Kates hardly hides her past as a Hollywood actress who worked in movies like "Highways," starring Jake Gyllenhaal. Fed up with acting, she turned to production and now heads Big Screen Entertainment Group, a production company that is presenting "Baby Sitter Wanted" -- a cross between a thriller and a horror movie.
To her, the Cannes market is the place to network with a lot of people from all over the world.
"What is great about Cannes is to be able to understand the pulse of what is wanted and needed internationally," she said.
And the market helps clients do that by organizing speed-pitching.
Speed-pitching works like this. Five producers at a table have five minutes to present their projects to the person sitting next to them before they have to move on and start all over again with someone else.
It's quick and apparently effective, as "you can make invaluable contacts," according to Julie Bergeron from Producers Network, the group that organized the meeting.
"It makes a change from cocktail parties. Here, everyone is forced to come straight to the point," Bergeron said.
For one representative of Arrow Entertainment Inc., it is the variety of buyers attending the market that makes it vital.
"We are trying to distribute "Saving God," a film with a Christian theme that will open in the states in more than 3,500 churches in October 2008," said Maria Ware from Arrow Entertainment.

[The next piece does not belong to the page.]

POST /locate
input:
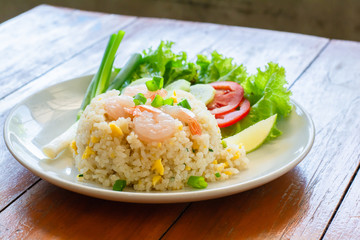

This is why she believes a Christian buyer, maybe a Latin American or an Italian buyer, is desperately needed, and she hopes that at Cannes -- with its mix of international attendees -- she might secure the right deal.
But the market is not the only place to make deals at Cannes. Many of the big distributors and major studios rent rooms and suites in luxury hotels on La Croisette to make their deals, and journalists are not invited to the party.